The BGSU defense, collectively, played well, giving Horrell the opportunity to see nearly whatever OSU threw at him.
I Hate When Nate Guenin Is Right
Last week, I wrote that OSU’s season-opening win over Colorado College was the Buckeyes’ first significant nonconference win since 2000.
Last weekend, the OSU captain reminded me that the Buckeyes had gone on the road during his sophomore season and beaten Colgate and Cornell. That Nov. 22, 2003, 4-3 victory against Cornell in Lynah certainly counts as a significant nonconference win.
Guenin even had an assist in the contest. The only other current Buckeye to pick up a point in that game was Rod Pelley.
Okay, Nate, you won one before this season. I’m sorry. I think the bigger apology for my oversight, however, goes to Cornell for my inadvertent implication that they are or were not significant.
Blueliner of the Week
No nominees. Well, that’s not true, strictly speaking.

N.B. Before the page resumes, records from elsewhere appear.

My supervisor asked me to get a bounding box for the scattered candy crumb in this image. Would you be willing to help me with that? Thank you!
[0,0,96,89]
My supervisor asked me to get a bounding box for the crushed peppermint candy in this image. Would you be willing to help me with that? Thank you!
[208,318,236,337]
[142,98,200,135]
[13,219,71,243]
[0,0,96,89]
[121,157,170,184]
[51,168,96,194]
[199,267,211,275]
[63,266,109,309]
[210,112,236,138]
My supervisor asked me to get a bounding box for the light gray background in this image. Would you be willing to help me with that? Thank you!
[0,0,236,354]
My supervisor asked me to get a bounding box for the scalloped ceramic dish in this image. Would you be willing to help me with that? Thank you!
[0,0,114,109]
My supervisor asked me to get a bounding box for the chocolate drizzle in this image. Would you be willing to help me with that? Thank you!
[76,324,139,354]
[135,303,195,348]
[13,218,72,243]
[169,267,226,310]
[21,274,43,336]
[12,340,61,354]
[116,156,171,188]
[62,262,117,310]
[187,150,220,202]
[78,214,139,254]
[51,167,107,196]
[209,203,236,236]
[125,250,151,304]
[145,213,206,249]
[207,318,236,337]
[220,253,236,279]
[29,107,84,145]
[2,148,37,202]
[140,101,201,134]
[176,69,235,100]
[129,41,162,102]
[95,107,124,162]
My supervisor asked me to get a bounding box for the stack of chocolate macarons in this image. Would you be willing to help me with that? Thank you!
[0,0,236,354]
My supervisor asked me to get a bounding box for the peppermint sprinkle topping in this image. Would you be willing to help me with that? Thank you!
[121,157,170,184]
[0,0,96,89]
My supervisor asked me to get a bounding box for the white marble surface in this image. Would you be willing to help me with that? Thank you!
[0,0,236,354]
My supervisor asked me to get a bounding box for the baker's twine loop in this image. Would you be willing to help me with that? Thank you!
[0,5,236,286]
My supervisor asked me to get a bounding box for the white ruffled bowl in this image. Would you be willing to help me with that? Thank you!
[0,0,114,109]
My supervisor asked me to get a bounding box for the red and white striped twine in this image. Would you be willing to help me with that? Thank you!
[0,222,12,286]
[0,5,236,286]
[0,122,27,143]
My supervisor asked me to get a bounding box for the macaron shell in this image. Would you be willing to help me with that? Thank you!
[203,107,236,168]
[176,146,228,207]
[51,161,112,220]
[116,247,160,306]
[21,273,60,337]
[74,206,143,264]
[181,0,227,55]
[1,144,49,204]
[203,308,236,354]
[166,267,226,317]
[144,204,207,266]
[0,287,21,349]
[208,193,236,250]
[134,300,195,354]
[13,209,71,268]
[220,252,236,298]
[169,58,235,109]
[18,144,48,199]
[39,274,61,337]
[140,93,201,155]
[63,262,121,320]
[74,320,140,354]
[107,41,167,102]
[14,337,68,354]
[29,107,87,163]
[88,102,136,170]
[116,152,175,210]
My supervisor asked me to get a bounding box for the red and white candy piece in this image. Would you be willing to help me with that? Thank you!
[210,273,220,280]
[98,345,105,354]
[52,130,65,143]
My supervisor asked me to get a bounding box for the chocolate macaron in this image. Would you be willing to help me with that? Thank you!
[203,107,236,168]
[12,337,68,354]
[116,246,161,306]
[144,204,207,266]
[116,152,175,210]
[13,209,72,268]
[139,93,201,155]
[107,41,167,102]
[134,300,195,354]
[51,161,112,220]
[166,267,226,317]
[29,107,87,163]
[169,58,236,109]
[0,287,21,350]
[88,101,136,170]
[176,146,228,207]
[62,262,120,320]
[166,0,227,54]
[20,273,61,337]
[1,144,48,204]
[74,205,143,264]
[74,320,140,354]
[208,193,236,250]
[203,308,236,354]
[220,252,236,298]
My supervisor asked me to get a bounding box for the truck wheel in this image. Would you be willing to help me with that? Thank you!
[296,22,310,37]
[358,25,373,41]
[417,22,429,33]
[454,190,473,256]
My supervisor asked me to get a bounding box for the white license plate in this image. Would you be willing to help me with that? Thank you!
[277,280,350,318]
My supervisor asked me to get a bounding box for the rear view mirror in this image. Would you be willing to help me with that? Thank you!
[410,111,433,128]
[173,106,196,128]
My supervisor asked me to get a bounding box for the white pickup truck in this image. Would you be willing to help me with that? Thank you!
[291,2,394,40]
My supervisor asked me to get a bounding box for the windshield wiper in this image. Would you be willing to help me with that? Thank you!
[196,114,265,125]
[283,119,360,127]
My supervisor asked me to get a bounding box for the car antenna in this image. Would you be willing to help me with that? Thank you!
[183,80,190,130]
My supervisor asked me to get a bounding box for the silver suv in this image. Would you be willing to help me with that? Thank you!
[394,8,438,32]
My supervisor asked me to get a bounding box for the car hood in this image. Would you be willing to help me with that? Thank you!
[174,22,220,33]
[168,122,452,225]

A loyal NMU fan wrote to nominate Nathan Oystrick “for the rest of the season,” and while I appreciate the sentiment, that just doesn’t work.
I saw nothing in last Friday’s 2-2 tie between the Falcons and the Buckeyes to warrant a prize.
Once again, I’d like to honor the stay-at-home defenders whose outstanding performances in specific games go unnoticed or ignored because such performances don’t necessarily translate into easily identifiable statistics.
Email me to nominate a great defenseman you see this weekend, and give me at least something of his performance in a specific game to merit attention.
Sports or war? You decide.
“Each warrior wants to leave the mark of his will, his signature, on important acts he touches.”
“We are not interested in the possibilities of defeat. They do not exist.”
“I will not permit thirty men to travel four hundred miles to agitate a bag of wind.”
“I really thought we’d win that.”
“I consider myself a patriot. We’re the United States. We should be the best.”
“Losing is the great American sin.”
“Violence is the last refuge of the incompetent.”
Email me your answers — don’t cheat! — and the first person to correctly identify the nature of each quote wins dinner at my esteemed colleague Dave Hendrickson’s house.
You may have to cook, and everyone may need permission from his real boss, Brenda Hendrickson.